Jeff Downer Indianapolis IN

01/05/2012 03:47 am

Google reminds me  of Ohio State or USC penalizing themselves for paying players or recruiting violations before the NCAA comes down on them...except in this case Google is the NCAA....makes your head want to explode doesn't it?  lol

pervezalam

01/05/2012 06:38 am

Yes i agree with you, its a predefined Google policy, Highlight any topic as a news for Google Bombing and get searches and publicity on it.

Daniel Milstein

01/05/2012 11:09 am

This is definitely a good one, Barry. As many of us pointed here, Google probably is doing some practical joke with their marketing stunt. Also, people don't usually search for browsers to download.  But yes, looking at the way Google is going with this, it's somewhat silly. 

Dustin Likens

01/07/2012 03:09 am

Google is the biggest content-scraping thin affiliate in existence. If Google was truly objective, Panda would've demoted every site under the Google domain into oblivion long ago.  But Google made it clear that they are the only site allowed to use other people's content to sell ads long ago.

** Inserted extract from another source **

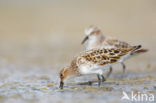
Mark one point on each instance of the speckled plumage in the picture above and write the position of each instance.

This PR move may give Google some ammo to use against the anti-trust regulators for a short time, but it doesn't change the fact that Google is just as anti-competitive as any oil company or wall st firm.

Chris Astuccio

01/08/2012 11:25 pm

This is the most ridiculous circumstance so called SEO Professionals  have put themselves in. There is a really good reason google had to manually penalize themselves. The reason is there is a definition to a "paid link" and its not something you paid for. The definition is a link that is not surrounded by relevant content. Which is why link farms got hit really hard, they are just random text links on on pages with non relevant content. Everyone needs to stop trying to be the hero. Google only did this to continue the misconception of what is a "paid link". If you have links surrounded by relevant content, leading to more information, you will never be punished.

Chris Astuccio

01/08/2012 11:33 pm

on an even funnier note, now that everyone knows what a "paid link" is, you should also know that there is a penalty assigned for all "paid links" including onpage internal linking. so if you have links pointing from your home page to an internal page without relevant content guess what? your being penalized for each as a  "paid link"

Shakil Thasariya

03/16/2012 01:43 pm

It is too much surprising news. I think If google can penalize their own website then what they can do for other websites?